スペラの家にあった大量の魔術書、それらはすべてボロボロになるまで読み倒されているものだった。聞くに、スペラはほとんど里から出たことが無かったという。狩猟もせず、畑もいじらず、ただただ家の中で魔術書を読み漁り、研究を重ね、試す毎日を……およそ300年。



……サボり魔エルフだって? とんでもない。



「アグラニスが何者かは分からんが……魔術でスペラさんに勝とうってんなら、まずはレベルで上回らなきゃ話にならんよ」



舞台では、完全に場を掌握したスペラがアグラニスを端まで追い詰めていた。小さな炎魔術の連射に、アグラニスは紫のシールドを張って防戦一方になっている。パリンッ……あ、割れた。



「クッ、『アブソリュート・シールド』!」


「それはもう見飽きましたよ」



スペラの手から伸びた炎の剣が、アグラニスの出した紫色のシールドを真っ二つにする。



「他には? 他にはもうありませんか? 出してない魔術は?」


「な……な……ぁ……っ!」


「……無いですか。残念です。それでは、おしまいにしましょう──『タイム・ディザラレーション』」



そしてスペラがゼロ距離になったアグラニスの胸に手を押し付けてそう唱えた。



「はい、これで彼女はしばらく思う通りに体を動かすことができないでしょう。私の次の攻撃を避けることもできません。このように」



スペラの指から放たれた火球はアグラニスの無防備な顔面へと向かい……ギリギリのところで横に逸れた。

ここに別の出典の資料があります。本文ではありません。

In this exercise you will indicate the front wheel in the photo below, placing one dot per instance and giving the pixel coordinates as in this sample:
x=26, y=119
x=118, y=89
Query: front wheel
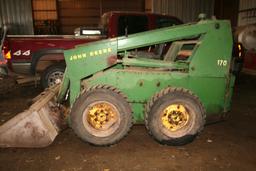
x=174, y=116
x=101, y=116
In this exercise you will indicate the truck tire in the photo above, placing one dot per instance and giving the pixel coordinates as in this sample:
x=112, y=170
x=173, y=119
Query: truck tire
x=52, y=75
x=174, y=116
x=101, y=116
x=7, y=85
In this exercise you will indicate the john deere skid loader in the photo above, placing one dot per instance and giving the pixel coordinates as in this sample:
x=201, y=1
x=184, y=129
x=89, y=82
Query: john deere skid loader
x=171, y=79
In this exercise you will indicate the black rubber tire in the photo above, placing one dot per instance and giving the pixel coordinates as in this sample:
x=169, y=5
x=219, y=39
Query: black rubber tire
x=48, y=71
x=112, y=96
x=7, y=85
x=165, y=98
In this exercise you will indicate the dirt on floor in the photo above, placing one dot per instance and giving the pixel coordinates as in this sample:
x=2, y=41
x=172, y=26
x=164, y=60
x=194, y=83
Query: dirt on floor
x=229, y=145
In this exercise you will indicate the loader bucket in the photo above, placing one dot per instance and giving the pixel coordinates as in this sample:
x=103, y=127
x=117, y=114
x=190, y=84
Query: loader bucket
x=36, y=127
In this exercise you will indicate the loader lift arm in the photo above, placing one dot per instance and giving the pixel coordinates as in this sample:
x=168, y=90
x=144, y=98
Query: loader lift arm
x=104, y=53
x=94, y=63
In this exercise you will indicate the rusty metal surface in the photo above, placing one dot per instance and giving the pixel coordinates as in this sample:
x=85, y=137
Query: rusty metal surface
x=36, y=127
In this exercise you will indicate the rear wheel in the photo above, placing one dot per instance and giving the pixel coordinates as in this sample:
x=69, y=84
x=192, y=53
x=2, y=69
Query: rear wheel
x=174, y=116
x=52, y=75
x=101, y=116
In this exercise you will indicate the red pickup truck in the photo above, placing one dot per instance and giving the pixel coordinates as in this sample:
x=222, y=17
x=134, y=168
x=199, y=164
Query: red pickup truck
x=43, y=54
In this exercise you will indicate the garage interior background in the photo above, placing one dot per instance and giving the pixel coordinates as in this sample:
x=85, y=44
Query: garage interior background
x=63, y=16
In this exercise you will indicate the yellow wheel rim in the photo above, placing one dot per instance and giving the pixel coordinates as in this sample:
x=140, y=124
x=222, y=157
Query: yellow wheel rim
x=102, y=115
x=174, y=117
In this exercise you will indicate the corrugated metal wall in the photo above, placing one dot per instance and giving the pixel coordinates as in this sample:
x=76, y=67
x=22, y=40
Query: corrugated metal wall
x=17, y=15
x=186, y=10
x=75, y=13
x=247, y=12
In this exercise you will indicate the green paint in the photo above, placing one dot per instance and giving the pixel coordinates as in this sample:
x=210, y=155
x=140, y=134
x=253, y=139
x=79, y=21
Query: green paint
x=205, y=72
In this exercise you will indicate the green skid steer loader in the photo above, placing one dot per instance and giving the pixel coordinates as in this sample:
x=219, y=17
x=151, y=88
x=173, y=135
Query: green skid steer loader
x=171, y=79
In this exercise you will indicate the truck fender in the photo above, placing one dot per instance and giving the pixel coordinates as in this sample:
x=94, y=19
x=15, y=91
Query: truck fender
x=39, y=54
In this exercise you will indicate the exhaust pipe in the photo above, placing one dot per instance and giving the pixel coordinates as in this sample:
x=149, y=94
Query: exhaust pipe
x=36, y=127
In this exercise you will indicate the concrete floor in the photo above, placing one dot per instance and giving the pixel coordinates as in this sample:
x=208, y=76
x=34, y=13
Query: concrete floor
x=229, y=145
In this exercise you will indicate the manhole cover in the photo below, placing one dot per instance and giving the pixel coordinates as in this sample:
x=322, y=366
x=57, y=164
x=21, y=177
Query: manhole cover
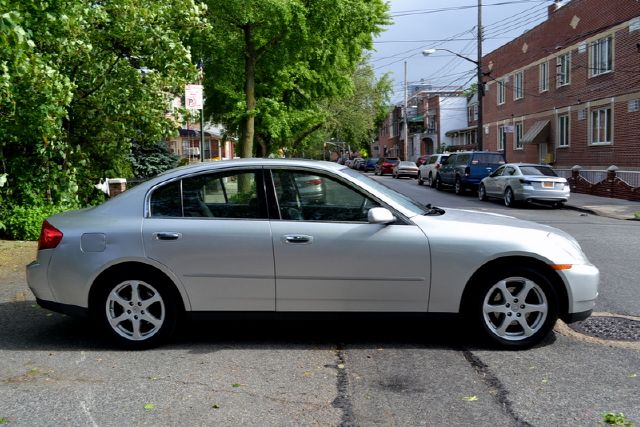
x=609, y=328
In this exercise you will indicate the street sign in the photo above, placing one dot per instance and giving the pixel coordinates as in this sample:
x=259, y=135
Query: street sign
x=193, y=97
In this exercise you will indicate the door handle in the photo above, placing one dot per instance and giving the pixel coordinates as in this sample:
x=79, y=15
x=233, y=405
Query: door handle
x=297, y=238
x=167, y=235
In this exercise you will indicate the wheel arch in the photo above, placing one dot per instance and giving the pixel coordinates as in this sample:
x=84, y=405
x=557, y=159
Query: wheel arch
x=110, y=273
x=520, y=261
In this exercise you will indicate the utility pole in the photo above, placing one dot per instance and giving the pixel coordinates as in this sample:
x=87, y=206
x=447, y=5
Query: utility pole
x=404, y=115
x=480, y=128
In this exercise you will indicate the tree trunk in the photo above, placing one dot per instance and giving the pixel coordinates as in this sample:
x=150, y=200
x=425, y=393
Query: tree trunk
x=246, y=145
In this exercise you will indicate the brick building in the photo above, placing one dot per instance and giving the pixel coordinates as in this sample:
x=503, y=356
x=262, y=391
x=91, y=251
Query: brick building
x=567, y=92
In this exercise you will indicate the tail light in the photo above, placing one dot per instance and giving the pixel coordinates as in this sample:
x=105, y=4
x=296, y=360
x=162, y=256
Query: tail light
x=49, y=236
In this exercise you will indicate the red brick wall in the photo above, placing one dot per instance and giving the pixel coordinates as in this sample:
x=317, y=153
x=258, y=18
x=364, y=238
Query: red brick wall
x=591, y=18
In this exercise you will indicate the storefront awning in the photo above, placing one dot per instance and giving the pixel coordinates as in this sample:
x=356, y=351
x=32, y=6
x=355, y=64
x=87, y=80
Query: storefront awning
x=538, y=133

「まあ、人間にしてはよくやった方だとは思いますが……私の勝利は当然ですね」



──エルフの里で随一の実力者、スペラ。レベル43。その表情はどこか晴れ晴れしい。新しい系統の魔術を見れたことがよっぽど嬉しかったのだろう。



「勝者、スペラ!」



判定を告げるモーガンさんの声に、俺とニーニャは軽く拳を突き合わせた。